Tooling/Open-Source: Producing open-source packages and research outputs will increase innovation speed on these lines of research.
Compute: Given that this research agenda focuses on analyzing shifts throughout the full training process, employing existing trained models and relatively sparse checkpoints is insufficient.
Project goals
The goals of this project are to better understand how mechanisms form within language models, including:
Induction heads and circuits employing them
I have already reproduced induction head formation and am in the process of analyzing them to attribute training data responsible for their formation.
This exercise acts as a good proof-of-concept for the methodology, as induction heads are a mechanism known to reliably occur at particular scales, but their etiology is as yet poorly understood.
IOI or similar complexity circuits
New novel circuits particularly amenable to discovery in light of the training process
The impact of this work will be to publish research packages and analysis of toy models which improves the state of knowledge around mechanism formation in transformer-based models.

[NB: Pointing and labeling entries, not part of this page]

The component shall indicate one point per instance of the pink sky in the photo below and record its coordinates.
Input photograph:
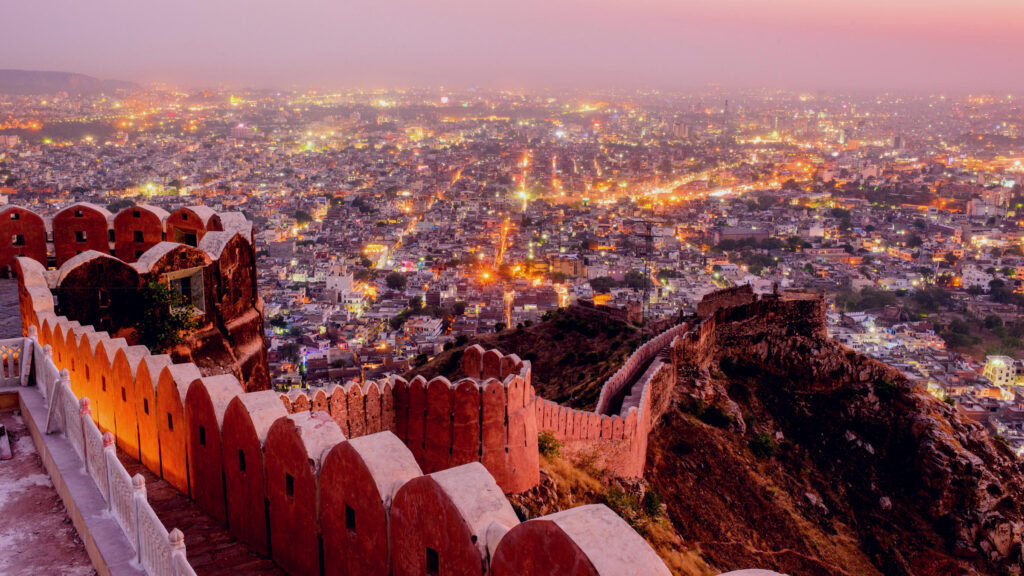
(873, 44)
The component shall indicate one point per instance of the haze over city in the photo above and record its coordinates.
(950, 45)
(521, 288)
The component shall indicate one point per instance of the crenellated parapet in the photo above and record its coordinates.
(489, 418)
(208, 257)
(321, 482)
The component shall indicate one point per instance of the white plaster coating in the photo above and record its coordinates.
(79, 259)
(613, 547)
(183, 375)
(264, 408)
(479, 500)
(221, 389)
(318, 433)
(389, 461)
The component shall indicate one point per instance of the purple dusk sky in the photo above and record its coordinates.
(963, 45)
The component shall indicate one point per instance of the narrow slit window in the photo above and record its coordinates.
(350, 519)
(433, 563)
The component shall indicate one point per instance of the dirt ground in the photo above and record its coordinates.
(36, 535)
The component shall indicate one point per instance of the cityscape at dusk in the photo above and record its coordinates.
(522, 289)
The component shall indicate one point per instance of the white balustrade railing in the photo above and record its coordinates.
(95, 461)
(159, 552)
(11, 359)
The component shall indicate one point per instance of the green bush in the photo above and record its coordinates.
(651, 502)
(715, 415)
(763, 445)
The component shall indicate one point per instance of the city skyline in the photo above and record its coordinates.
(942, 46)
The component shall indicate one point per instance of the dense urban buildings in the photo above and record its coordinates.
(339, 246)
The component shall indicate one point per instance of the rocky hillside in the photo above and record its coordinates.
(783, 450)
(790, 452)
(36, 82)
(572, 355)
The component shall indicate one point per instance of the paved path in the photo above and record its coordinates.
(10, 314)
(36, 535)
(211, 549)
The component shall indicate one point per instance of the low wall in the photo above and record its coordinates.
(489, 421)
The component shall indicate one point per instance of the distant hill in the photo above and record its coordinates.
(37, 82)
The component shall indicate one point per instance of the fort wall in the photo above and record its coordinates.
(345, 504)
(97, 264)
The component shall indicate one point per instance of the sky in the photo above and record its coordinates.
(933, 45)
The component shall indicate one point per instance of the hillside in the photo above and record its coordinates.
(571, 355)
(783, 450)
(796, 454)
(38, 82)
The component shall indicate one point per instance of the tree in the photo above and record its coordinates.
(558, 277)
(164, 319)
(603, 284)
(636, 280)
(289, 351)
(395, 281)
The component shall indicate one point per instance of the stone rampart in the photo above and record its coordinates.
(99, 284)
(322, 484)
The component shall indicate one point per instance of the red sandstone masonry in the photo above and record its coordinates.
(376, 487)
(90, 277)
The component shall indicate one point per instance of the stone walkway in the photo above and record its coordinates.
(36, 535)
(211, 549)
(10, 315)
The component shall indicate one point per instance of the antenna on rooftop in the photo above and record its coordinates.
(648, 250)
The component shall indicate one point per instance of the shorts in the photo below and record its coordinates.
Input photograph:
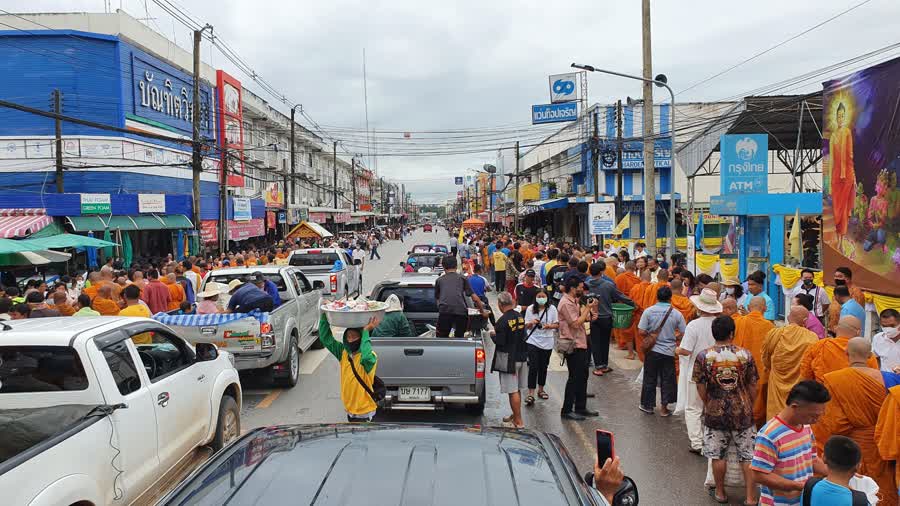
(716, 443)
(511, 383)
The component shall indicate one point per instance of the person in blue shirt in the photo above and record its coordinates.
(756, 283)
(849, 306)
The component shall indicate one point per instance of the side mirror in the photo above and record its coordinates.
(206, 352)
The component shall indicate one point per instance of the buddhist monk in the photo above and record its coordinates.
(829, 355)
(176, 292)
(782, 351)
(625, 337)
(637, 294)
(857, 394)
(750, 332)
(103, 302)
(887, 430)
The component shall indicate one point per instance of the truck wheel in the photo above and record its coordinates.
(228, 426)
(291, 366)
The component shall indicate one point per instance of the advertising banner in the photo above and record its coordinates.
(744, 163)
(861, 159)
(151, 203)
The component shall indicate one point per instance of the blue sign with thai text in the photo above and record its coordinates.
(744, 164)
(554, 113)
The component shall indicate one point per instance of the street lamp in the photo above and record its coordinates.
(662, 82)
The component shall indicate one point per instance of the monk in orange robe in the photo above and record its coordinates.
(176, 292)
(625, 282)
(103, 302)
(887, 430)
(782, 351)
(750, 332)
(843, 173)
(829, 355)
(637, 294)
(857, 394)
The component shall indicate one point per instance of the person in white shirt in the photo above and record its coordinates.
(886, 344)
(697, 337)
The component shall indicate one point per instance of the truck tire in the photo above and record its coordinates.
(291, 365)
(228, 425)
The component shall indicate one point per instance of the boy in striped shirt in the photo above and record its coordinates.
(784, 455)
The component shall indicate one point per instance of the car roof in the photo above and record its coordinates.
(339, 464)
(57, 331)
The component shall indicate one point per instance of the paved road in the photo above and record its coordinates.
(653, 449)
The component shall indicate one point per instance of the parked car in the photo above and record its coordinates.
(320, 265)
(100, 410)
(276, 344)
(423, 371)
(393, 464)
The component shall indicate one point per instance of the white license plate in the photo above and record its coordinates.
(415, 394)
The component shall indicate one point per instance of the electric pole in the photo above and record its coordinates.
(649, 165)
(57, 108)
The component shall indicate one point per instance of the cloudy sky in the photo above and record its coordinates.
(475, 67)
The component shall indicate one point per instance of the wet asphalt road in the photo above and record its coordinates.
(653, 450)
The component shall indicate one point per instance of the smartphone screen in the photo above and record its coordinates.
(605, 448)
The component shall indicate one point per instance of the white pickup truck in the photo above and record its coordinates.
(319, 265)
(102, 410)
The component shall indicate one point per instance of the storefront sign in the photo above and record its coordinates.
(745, 163)
(240, 230)
(151, 203)
(241, 209)
(95, 203)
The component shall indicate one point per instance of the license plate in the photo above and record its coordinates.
(415, 394)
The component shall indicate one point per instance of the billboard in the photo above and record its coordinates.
(231, 128)
(861, 159)
(563, 88)
(744, 163)
(554, 113)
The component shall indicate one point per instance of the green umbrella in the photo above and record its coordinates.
(128, 252)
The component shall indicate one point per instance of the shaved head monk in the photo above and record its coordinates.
(857, 394)
(782, 353)
(829, 355)
(750, 333)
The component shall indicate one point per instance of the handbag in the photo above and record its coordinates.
(378, 391)
(649, 342)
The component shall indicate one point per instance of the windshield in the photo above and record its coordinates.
(415, 299)
(313, 259)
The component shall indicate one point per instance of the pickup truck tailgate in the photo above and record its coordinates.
(427, 361)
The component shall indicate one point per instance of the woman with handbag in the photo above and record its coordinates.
(542, 322)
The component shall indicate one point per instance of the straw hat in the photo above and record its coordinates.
(707, 301)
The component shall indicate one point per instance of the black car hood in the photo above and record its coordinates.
(354, 464)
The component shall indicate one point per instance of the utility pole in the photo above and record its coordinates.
(57, 108)
(516, 223)
(649, 165)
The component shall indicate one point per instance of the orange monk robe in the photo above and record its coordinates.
(827, 355)
(856, 399)
(105, 307)
(887, 430)
(782, 352)
(625, 282)
(750, 332)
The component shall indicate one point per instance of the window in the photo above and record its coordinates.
(125, 374)
(40, 369)
(162, 354)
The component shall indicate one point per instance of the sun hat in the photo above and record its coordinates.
(707, 301)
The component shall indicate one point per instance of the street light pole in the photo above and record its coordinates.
(660, 81)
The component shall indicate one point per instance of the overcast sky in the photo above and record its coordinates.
(473, 64)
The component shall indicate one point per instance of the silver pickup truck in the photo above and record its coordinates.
(275, 345)
(424, 372)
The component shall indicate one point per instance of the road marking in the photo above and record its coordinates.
(269, 399)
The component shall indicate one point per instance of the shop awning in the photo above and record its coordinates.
(130, 223)
(22, 222)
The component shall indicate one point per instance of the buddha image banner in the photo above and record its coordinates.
(861, 159)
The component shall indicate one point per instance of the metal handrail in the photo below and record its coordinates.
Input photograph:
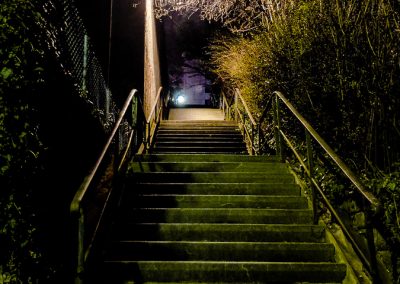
(373, 202)
(246, 107)
(156, 101)
(346, 170)
(76, 204)
(157, 115)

I expect this research to last at most 2-3 months before re-evaluation of the research direction, and am seeking this funding for that time period.
How will this funding be used?
This funding will be used for compute and infrastructure costs associated with the project.
This funding will enable me to run 50-60 experiments that require individual training runs. I may opt to execute larger training runs on multi-GPU instances or multi-nodes setups if initial experiments are successful, in a way that drives less.
Who is on your team and what's your track record on similar projects?
I am conducting this research as an independent researcher. I completed the SERI MATS program with a focus on how to detect deception, and have published prior results such as this example on detecting various monosemantic and polysemantic MLP neurons using training process transparency:
https://www.alignmentforum.org/posts/DtkA5jysFZGv7W4qP/training-process-transparency-through-gradient
I also have unpublished results related to attention-based mechanisms at the parameter level (e.g. such as parenthesis matching) which I plan to consolidate into the research outputs of this project.
What are the most likely causes and outcomes if this project fails? (premortem)
This project can fail due to:
Fundamental limitations of the methodology: Despite existing results on identifying functionality of MLP neurons, the techniques might not be applicable to functionality of attention heads or circuits.
This is unlikely to be the case as I already have some preliminary results on attribution of attention head mechanisms.
Inability to replicate existing circuits: The first step to analyzing results is to replicate existing known mechanisms in a toy model, such as induction heads, IOI, and other behaviors/circuits.
This is unlikely to be the case as I have already reproduced induction head formation, and expect to reproduce more complex known behaviors with additional training time.
Difficulty in discovering novel circuits: While I expect training data attribution to simplify the discovery of novel mechanisms and accompanying circuits, this may not be feasible in the requested timeframe (2-3 months) at this scale of toy language model training runs.
What other funding are you or your project getting?
This project does not currently have any other funding.